ARTS
Alors que la Fête des jardins parisiens est sur le point de battre son plein ces 25 et 26 septembre, S-quive déambule dans un écrin de verdure des plus dépaysant : le jardin Albert Kahn. Situé aux portes de Paris, ce lieu unique fondé au XIXe siècle traduit la philanthropie de son créateur, que l’on peut aisément considérer comme le premier documentariste français.
" Sortez, courez voir le monde ! Oubliez tout ce que vous avez appris, gardez les yeux ouverts ! ", clame Albert Kahn à Etienne Dennery en ce début de XXe siècle. L'étudiant agrégé s'apprête à voyager autour du monde. Un monde aujourd'hui quasiment reconstitué, dans un jardin situé aux portes de Paris, du nom de son propriétaire : Albert Kahn. Véritable kaléidoscope d'ambiances, de couleurs, de senteurs et de charmes, cet écrin de verdure (quelques hectares) à l'écart du tumulte parisien nous transporte en premier lieu dans la sérénité d'un jardin à l'anglaise aux pelouses vallonnées. S'en suit le jardin japonais où les azalées et les rhododendrons en fleur tapissent les abords d'un mont Fuji imaginaire. Un village traditionnel est érigé entre ponts, cours d'eau, graviers et arbres sculptés. Les conifères bleus évoquent l’Afrique du Nord tandis que la serre tropicale nous plonge en Océanie. L’ensemble représente le monde en paix souhaité par Albert Kahn, qui a carrément fait reconstituer la forêt vosgienne de son enfance.
La folie des grandeurs ? Un manifeste politique où se côtoient les différences. Durant près de 25 ans, le banquier et mécène Albert Kahn consacre sa fortune à la rencontre des cultures, avec le dessein d'établir "la paix universelle". A partir de 1898, il commence à aménager les jardins de sa propriété de Boulogne-Billancourt autour de scènes paysagères, crée plusieurs fondations sur des sujets politiques, économiques, sociaux, diplomatiques et de formations, pour favoriser le dialogue international, à mesure que le nationalisme s'étend. Il crée des bourses de voyages pour des étudiants français mais aussi des allemands, des américains, des anglais, des russes, des japonais.

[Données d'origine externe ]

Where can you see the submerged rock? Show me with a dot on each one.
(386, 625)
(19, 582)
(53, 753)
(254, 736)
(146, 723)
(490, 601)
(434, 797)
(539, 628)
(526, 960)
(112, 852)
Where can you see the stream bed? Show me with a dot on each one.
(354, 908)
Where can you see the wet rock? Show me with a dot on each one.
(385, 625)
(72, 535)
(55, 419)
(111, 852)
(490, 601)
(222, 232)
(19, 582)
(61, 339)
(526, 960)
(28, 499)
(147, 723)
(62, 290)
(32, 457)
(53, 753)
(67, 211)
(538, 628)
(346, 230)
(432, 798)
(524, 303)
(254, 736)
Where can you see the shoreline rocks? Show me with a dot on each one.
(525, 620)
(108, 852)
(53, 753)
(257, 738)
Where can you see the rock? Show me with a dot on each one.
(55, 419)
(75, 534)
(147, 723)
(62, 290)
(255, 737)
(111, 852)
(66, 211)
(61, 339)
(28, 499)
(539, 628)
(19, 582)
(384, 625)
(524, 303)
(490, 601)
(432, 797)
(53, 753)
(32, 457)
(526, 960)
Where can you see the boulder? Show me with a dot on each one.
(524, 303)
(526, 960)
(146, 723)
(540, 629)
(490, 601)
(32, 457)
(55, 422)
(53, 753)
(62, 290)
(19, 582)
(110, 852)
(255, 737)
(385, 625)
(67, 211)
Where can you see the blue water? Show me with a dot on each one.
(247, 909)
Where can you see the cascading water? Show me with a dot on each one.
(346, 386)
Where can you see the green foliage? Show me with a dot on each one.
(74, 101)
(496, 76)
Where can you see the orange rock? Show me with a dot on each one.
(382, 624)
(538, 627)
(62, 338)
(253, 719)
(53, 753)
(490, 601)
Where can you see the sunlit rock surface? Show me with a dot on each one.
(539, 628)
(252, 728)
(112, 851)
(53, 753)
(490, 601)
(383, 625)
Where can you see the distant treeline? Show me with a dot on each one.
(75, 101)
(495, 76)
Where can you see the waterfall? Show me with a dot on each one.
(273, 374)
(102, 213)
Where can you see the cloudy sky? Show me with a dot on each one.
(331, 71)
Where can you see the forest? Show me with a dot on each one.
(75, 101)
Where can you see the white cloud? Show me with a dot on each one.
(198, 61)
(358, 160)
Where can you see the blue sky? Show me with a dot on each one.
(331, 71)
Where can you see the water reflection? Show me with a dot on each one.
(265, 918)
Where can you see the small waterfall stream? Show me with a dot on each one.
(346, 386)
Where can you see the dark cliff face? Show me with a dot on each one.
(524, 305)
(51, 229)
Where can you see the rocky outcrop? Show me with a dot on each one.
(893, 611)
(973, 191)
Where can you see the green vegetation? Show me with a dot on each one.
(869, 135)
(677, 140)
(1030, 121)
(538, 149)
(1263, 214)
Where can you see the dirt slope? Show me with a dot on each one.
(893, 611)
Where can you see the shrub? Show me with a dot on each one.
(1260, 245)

Il ne leur est demandé quasiment rien en retour, un simple rapport de voyage, mais seulement de vivre au côté d’autres cultures, de s’imprégner d’autres façons de vivre et de penser pour mieux enseigner aux futurs citoyens et ne pas "se contenter d’un savoir purement abstrait". Parmi les bénéficiaires, 27 femmes agrégées parcourront le monde.
Son œuvre humaniste trouve son apogée en 1908, avec un projet inouï : réaliser une collection de photographies et de films extraordinaires, de gens ordinaires. Précurseur à l’affût des inventions de son temps, il achète aux frères Lumière leur procédé d’autochrome qui permet d’obtenir des images couleurs ainsi que leurs appareils de cinéma. Albert Kahn dépêche alors de nombreux opérateurs, qu'il envoie dans plus de 50 pays pour documenter la disparition des modes de vie traditionnels sous la pression de la modernité galopante. Au cours des périples, ses collaborateurs croisent des pêcheurs avant les eaux de l’Atlantique nord et des femmes sans voile dans le monde musulman. On assiste à des cérémonies vaudou dans une colonie française de l’Afrique de l’Ouest et les premiers documentaires en couleur témoignant de la richesse culturelle de la France. Une plongée unique et fascinante dans le monde merveilleux d'Albert Kahn.